Take note: Here’s how to stay safe on campus

Each fall, approximately 20 million students head off to an American college or university. With a new environment and newfound independence, these young men and women can be particularly vulnerable in social situations. Among undergraduate students, 23.1 percent of females and 5.4 percent of males experienced rape or sexual assault through physical force, violence, or incapacitation in 2017, according to the Association of American Universities. In addition, students are susceptible to instances of theft and other physical violence.

No one wants to think about these unpleasant acts, but being prepared can greatly minimize the risk. David Kelley, security officer, Parkview Health, has some great tips for students returning to campus.

Campus Safety Tips 
  • Be aware of your surroundings.  Try not to “zone out” or get distracted on your phone. Keep earbuds out! Look out for what is happening around you.
     
  • Do not walk alone at night.  Use the buddy system. As childish as it seems, you’re doing yourself and your friend a favor by sticking together.
     
  • Lock your doors.  Keep your car and home doors locked at all times, even when you’re awake. This can prevent attack and theft.
     
  • Have some extra cash on hand.  Having cash can save the day if you lose your debit or credit card and need to get out of a bad situation.
     
  • Have the right contacts.  Store the campus emergency numbers in your phone.
     
  • Map it out.  Learn your way around campus and identify places where you hide, if necessary.
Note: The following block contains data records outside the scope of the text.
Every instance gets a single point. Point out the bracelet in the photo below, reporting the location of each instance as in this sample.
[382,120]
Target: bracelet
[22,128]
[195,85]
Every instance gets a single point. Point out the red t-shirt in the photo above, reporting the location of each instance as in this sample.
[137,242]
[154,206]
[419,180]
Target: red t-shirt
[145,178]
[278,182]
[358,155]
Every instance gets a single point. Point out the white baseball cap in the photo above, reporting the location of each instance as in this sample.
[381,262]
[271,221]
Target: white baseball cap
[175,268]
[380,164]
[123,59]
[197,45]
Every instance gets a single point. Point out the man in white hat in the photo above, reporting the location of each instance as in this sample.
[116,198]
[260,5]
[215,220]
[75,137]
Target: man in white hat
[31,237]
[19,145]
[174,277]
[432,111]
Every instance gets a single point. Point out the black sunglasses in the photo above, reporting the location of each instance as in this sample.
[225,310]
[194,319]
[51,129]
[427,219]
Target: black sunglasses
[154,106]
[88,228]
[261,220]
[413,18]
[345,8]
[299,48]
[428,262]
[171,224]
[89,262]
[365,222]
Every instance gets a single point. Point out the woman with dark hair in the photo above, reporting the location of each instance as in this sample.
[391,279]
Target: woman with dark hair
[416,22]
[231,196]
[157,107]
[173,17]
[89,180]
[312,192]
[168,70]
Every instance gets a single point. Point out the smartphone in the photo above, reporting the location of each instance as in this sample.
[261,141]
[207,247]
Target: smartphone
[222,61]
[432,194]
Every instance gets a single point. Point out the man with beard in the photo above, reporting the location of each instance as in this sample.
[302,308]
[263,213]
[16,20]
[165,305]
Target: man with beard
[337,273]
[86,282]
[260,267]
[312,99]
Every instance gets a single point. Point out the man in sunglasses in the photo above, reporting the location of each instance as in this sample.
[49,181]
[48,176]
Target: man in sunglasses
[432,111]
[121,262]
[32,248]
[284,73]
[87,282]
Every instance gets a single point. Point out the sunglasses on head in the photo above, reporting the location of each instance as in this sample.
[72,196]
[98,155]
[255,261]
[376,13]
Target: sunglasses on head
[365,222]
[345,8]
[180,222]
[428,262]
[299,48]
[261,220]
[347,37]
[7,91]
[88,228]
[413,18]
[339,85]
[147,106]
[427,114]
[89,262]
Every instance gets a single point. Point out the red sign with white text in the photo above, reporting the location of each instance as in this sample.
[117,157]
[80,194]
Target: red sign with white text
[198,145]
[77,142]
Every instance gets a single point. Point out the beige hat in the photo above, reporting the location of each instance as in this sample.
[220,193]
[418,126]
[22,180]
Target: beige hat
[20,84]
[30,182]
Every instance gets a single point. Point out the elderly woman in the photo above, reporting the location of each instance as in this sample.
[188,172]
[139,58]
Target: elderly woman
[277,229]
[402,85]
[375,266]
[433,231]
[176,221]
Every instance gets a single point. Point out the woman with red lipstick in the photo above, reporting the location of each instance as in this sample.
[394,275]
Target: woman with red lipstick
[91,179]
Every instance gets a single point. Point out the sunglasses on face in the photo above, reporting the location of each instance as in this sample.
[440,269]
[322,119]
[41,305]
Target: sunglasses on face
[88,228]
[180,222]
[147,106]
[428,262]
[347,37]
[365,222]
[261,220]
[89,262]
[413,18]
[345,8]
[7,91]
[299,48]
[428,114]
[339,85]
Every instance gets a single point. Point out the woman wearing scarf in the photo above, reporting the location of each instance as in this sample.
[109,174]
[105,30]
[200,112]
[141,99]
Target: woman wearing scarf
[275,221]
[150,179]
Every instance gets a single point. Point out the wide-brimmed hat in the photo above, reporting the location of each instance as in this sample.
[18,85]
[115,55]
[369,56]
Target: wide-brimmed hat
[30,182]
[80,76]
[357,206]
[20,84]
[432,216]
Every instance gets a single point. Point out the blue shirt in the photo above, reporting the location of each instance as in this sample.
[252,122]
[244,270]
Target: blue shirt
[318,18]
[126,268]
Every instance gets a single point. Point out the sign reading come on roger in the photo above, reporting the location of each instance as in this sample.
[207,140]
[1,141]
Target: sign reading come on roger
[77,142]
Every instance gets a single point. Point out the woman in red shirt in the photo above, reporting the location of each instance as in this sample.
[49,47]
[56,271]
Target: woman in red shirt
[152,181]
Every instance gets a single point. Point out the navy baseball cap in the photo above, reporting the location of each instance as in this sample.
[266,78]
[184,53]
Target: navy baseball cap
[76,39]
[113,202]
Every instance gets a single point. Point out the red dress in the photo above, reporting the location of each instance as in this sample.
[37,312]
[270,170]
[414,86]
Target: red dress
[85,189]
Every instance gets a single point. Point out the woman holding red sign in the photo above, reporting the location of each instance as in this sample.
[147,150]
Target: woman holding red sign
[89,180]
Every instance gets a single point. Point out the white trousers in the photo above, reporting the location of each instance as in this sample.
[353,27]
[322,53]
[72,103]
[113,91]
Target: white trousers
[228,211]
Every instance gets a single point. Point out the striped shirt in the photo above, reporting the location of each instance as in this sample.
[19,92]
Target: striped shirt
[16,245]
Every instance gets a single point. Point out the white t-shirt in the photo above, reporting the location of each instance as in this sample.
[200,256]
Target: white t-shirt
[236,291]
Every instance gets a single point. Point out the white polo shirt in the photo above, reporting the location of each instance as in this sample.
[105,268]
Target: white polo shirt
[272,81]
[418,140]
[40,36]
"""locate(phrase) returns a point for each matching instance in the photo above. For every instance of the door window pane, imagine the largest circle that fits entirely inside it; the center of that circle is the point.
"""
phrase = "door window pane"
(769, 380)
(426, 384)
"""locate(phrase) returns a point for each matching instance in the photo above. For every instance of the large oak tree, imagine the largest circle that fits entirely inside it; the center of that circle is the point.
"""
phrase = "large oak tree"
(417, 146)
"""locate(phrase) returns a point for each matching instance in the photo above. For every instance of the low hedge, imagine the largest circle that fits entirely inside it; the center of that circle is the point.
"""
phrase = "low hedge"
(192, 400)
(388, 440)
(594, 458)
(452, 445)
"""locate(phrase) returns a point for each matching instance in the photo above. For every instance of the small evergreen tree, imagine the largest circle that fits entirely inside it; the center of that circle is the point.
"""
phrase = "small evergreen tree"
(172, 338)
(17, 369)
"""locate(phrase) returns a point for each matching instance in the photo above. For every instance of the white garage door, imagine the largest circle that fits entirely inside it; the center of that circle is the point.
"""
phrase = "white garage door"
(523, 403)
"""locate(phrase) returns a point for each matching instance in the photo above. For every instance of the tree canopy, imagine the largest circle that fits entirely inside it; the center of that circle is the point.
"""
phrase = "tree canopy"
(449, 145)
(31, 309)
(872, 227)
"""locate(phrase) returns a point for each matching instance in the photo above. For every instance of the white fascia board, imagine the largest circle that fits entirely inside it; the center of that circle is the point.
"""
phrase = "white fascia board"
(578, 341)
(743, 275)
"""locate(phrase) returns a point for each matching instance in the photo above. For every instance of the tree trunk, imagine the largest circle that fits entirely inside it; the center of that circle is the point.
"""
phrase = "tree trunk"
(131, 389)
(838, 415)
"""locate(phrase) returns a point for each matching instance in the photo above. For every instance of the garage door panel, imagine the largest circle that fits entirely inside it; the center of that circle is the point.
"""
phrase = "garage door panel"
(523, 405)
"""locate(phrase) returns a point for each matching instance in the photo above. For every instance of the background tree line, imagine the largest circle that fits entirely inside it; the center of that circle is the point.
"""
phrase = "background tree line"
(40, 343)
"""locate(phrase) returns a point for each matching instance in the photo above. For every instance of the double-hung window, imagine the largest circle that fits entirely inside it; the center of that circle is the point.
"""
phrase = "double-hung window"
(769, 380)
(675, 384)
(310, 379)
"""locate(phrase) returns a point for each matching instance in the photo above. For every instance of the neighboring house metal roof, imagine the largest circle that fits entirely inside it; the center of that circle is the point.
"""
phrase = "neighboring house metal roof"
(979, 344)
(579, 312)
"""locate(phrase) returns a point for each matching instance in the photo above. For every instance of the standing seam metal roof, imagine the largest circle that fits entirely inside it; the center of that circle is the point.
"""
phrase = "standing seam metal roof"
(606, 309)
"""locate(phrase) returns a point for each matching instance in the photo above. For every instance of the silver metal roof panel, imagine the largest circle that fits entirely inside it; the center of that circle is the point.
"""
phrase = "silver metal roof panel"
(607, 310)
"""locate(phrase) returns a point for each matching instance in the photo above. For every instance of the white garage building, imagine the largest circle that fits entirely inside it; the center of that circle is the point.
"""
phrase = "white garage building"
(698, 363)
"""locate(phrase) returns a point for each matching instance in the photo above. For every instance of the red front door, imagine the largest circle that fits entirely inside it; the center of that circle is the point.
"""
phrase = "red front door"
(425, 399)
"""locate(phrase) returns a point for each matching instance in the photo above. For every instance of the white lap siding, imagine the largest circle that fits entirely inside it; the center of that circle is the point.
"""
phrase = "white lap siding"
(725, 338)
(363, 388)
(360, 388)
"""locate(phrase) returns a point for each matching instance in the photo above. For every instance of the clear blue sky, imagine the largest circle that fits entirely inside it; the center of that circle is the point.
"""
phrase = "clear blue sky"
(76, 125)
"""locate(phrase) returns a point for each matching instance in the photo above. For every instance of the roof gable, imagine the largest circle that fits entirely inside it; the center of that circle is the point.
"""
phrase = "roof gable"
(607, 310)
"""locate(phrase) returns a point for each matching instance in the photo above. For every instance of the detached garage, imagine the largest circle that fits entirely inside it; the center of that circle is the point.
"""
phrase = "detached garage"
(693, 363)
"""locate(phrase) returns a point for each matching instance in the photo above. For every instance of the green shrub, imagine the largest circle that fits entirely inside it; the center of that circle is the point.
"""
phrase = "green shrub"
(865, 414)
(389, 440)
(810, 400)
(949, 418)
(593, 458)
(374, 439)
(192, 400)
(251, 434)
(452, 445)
It’s also important to know where the emergency call buttons are on campus.
     
  • Call it a night.  Never stay at a party if your friend leaves. It’s incredibly risky to be there alone and could put your friend at risk as well if they have to walk home alone.
     
  • Be smart with substances.  Try to avoid becoming intoxicated and losing control of yourself. When your judgement is impaired and awareness is down, you are at a much greater risk.
     
  • Empower yourself.  Consider taking a self-defense class through the school or a local organization. You might feel comfortable carrying pepper spray or a loud whistle as well. Just make sure you know how to properly handle and operate any self-defense mechanisms.